I think the news recently about the compensation at Hydro One shows us that -- and I just noticed the Premier in the paper yesterday saying that recent revelations about executive compensation packages at Hydro One point to the --

The Acting Speaker: Thank you. This completes the time allocated for debate.

Mr Hampton has moved opposition day number 2. Is it the pleasure of the House that the motion carry?

All in favour will say "aye."

All opposed will say "nay."

In my opinion, the nays have it.

Call in the members. This will be a 10-minute bell.

The division bells rang from 1746 to 1756.
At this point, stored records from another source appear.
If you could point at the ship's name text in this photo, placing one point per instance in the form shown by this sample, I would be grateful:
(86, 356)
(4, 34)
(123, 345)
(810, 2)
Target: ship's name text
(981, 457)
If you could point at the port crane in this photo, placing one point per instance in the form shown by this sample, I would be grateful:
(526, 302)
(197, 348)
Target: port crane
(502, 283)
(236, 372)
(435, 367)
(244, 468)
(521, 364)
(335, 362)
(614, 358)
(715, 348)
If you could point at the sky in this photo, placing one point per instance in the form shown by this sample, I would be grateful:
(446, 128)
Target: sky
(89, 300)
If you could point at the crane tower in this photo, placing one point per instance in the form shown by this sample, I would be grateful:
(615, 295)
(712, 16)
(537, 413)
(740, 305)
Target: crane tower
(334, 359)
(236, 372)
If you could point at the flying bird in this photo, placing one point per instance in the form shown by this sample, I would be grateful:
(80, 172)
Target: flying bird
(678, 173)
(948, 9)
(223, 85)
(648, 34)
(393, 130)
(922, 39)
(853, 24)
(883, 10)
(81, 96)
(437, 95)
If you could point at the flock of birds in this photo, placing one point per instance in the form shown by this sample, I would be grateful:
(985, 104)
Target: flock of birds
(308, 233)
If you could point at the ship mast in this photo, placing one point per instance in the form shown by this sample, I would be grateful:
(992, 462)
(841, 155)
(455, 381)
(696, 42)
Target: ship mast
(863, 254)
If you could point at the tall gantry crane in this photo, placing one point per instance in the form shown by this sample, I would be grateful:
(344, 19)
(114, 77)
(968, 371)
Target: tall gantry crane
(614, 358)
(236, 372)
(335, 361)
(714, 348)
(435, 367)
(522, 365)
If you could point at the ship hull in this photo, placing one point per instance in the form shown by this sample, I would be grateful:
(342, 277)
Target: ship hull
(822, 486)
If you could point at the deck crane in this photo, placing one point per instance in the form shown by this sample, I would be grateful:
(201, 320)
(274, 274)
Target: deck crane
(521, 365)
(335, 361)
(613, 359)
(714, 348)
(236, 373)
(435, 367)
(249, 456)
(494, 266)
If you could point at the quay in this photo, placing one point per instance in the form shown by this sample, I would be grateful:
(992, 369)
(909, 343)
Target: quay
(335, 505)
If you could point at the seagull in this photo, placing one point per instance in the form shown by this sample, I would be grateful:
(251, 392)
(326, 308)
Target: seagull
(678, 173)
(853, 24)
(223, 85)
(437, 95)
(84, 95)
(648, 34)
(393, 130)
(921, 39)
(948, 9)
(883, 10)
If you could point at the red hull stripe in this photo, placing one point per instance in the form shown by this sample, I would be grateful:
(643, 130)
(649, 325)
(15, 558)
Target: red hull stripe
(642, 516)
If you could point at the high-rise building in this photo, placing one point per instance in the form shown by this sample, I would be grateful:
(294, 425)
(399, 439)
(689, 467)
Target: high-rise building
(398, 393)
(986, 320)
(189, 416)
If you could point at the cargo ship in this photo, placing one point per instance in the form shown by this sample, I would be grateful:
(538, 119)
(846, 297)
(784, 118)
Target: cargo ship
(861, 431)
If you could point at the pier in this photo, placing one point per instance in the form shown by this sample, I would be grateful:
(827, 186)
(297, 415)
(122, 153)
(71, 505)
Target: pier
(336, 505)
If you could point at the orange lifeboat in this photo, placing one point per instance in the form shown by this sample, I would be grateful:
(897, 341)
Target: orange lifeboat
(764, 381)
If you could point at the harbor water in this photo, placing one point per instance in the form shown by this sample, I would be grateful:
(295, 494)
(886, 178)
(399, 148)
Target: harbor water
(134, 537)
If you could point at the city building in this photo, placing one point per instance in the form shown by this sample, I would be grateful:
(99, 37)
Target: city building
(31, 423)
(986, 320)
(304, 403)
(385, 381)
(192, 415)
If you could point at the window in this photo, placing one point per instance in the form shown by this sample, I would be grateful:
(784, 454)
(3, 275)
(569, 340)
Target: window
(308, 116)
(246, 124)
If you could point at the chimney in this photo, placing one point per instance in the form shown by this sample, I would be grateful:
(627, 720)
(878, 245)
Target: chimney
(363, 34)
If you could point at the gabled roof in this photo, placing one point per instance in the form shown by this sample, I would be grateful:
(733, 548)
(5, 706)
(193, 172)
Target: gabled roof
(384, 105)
The Acting Speaker: Those in favour of the motion will rise one at a time and be recognized by the Clerk.

Ayes

Bisson, Gilles

Christopherson, David

Churley, Marilyn

Hampton, Howard

Kormos, Peter

Marchese, Rosario

Martel, Shelley

Prue, Michael

The Acting Speaker: All those opposed will rise one at a time and be recognized by the Clerk.

Nays

Arnott, Ted

Baird, John R.

Barrett, Toby

Bartolucci, Rick

Beaubien, Marcel

Boyer, Claudette

Bryant, Michael

Chudleigh, Ted

Clark, Brad

Cleary, John C.

Clement, Tony

Coburn, Brian

Colle, Mike

Conway, Sean G.

Crozier, Bruce

Cunningham, Dianne

DeFaria, Carl

Di Cocco, Caroline

Dombrowsky, Leona

Dunlop, Garfield

Ecker, Janet

Elliott, Brenda

Flaherty, Jim

Galt, Doug

Gerretsen, John

Gilchrist, Steve

Gill, Raminder

Gravelle, Michael

Guzzo, Garry J.

Hastings, John

Hodgson, Chris

Jackson, Cameron

Kennedy, Gerard

Klees, Frank

Lalonde, Jean-Marc

Marland, Margaret

Martiniuk, Gerry

Mazzilli, Frank

McDonald, Al

McGuinty, Dalton

McLeod, Lyn

McMeekin, Ted

Miller, Norm

Molinari, Tina R.

Munro, Julia

Murdoch, Bill

Mushinski, Marilyn

O'Toole, John

Ouellette, Jerry J.

Patten, Richard

Peters, Steve

Phillips, Gerry

Pupatello, Sandra

Ramsay, David

Runciman, Robert W.

Ruprecht, Tony

Sampson, Rob

Sergio, Mario

Smitherman, George

Spina, Joseph

Sterling, Norman W.

Stewart, R. Gary

Stockwell, Chris

Tascona, Joseph N.

Tsubouchi, David H.

Turnbull, David

Wettlaufer, Wayne

Wilson, Jim

Witmer, Elizabeth

Wood, Bob

Young, David

Clerk of the House (Mr Claude L. DesRosiers): The ayes are 8; the nays are 71.

The Acting Speaker: I declare the motion lost.

It being 6 of the clock, this House stands adjourned until 6:45 of the clock.

The House adjourned at 1800.

Evening meeting reported in volume B.